Im Bereich der Elektroniktechnik ist eine genaue Bewertung und Optimierung der Leistung von Schaltkreisnetzen von entscheidender Bedeutung.Hochleistungsgeräte zu entwickeln, wäre wie mit verbundenen Augen zu navigierenNetzwerk-Analysatoren dienen als grundlegende Lösung für diese Herausforderung, indem sie Impedanz und Dämpfung in Schaltkreisnetzen messen und den Ingenieuren kritische Erkenntnisse liefern.
Netzwerkanalysatoren sind spezialisierte Instrumente, die zur Analyse elektronischer Schaltkreisnetzwerke entwickelt wurden, deren Kernfunktionen sich auf die Messung von Impedanz und Dämpfung konzentrieren.Technologische Fortschritte haben ihren Frequenzbereich ständig erweitert, die mittlerweile Millimeterwellenbänder bis 110 GHz abdecken und damit ihren Anwendungsbereich erheblich erweitern.
Es gibt zwei Haupttypen von Netzwerkanalysatoren:
Angesichts der entscheidenden Rolle von VNAs in der modernen Elektronik konzentriert sich dieser Artikel speziell auf die Prinzipien und Anwendungen von Vektornetzanalysatoren.
Während verschiedene Parameter Schaltkreisnetze beschreiben können (einschließlich V-Parameter, Z-Parameter und H-Parameter),Netzwerk-Analysatoren verwenden aufgrund ihrer kraftbasierten Natur hauptsächlich S-Parameter (Streuungsparameter), so daß sie besonders für die Charakterisierung von Hochfrequenzkreisen geeignet sind.
Die grundlegende Architektur eines Netzwerkanalysators besteht aus mehreren Schlüsselkomponenten: einer Signalquelle, einem Signalsplitter (Leistungsdivider), einem Richtkopplungssystem und mindestens drei Empfängern.Diese Elemente müssen den gesamten Betriebsfrequenzbereich des Geräts abdecken..
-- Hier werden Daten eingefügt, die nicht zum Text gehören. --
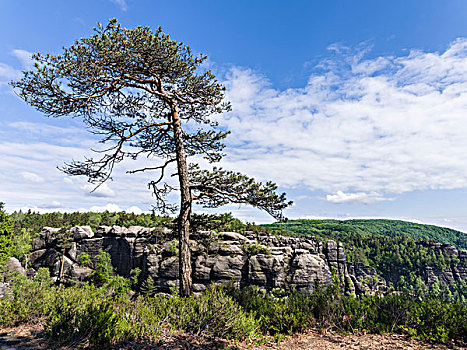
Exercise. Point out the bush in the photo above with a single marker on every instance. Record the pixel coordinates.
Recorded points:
(29, 299)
Der Messprozess beginnt mit der Signalquelle, die ein Prüfsignal erzeugt, das sich in zwei Bahnen aufspaltet: einer verbindet sich mit einem Referenzempfänger (R) als Basislinie,während das andere als das Vorfallsignal dient, das durch die Richtkopplung in die Prüfvorrichtung (DUT) gelangt.Der Empfänger A erfasst reflektierte Signale, während der Empfänger B übertragene Signale misst.
Die S-Parameter werden durch Berechnung der Verhältnisse A/R und B/R bestimmt. Die empfangenen Signale werden in Zwischenfrequenzen umgewandelt,gefolgt von synchroner Detektion zur Extraktion realer und imaginärer KomponentenDie digitale Verarbeitung stellt diese Daten dann in verschiedenen Formaten dar, einschließlich Smith-Diagramme, logarithmische Größenordnung, Phase und Gruppenverzögerung.
S-Parameter beschreiben quantitativ die Übertragungs- und Reflexionsmerkmale eines DUT.
Jeder S-Parameter ist eine komplexe Zahl mit realen (Größen) und imaginären (Phasen) Komponenten.und Übertragungskoeffizienten, während die Reflexionsmerkmale (S11/S22) Impedanz, Rücklaufverlust, Spannungsstandwellenverhältnis (VSWR) und Reflexionskoeffizienten entsprechen.
Die außergewöhnliche Messgenauigkeit von Netzwerk-Analysatoren beruht auf anspruchsvollen Kalibrierprozessen, die inhärente Systemfehler beseitigen.Das System charakterisiert seine eigenen S-Parameter, beseitigt diese Fehler dann mathematisch bei der Nachbearbeitung aus den DUT-Messungen.
Die Kalibrierstandards sind typischerweise auf nationale Messstandards zurückzuführen und ermöglichen die Fehlerkorrektur durch Vektormathematik.Vollständige Zwei-Anschluss-Kalibrierung (Fehlerkorrektur in 12 Begriffen), Quelle/Last-Übereinstimmung, Frequenzantwort und Isolationsfehler.
Während die Kalibrierung systematische Fehler beseitigt, bleiben mehrere nicht wiederholbare Fehlerquellen bestehen:
Zu den optimalen Messverfahren gehören:
Diese Vorsichtsmaßnahmen tragen dazu bei, instabile Fehlerbeitrage zu minimieren und die Messgenauigkeit zu gewährleisten.
Durch ein umfassendes Verständnis der S-Parameter-Theorie, sorgfältige Kalibrierungspraxis,und sorgfältiges FehlermanagementDie Techniken des Netzwerkanalysators sind für Fachleute, die in der HF-, Mikrowellen-,und Hochgeschwindigkeits-Digitalkreislaufdesign.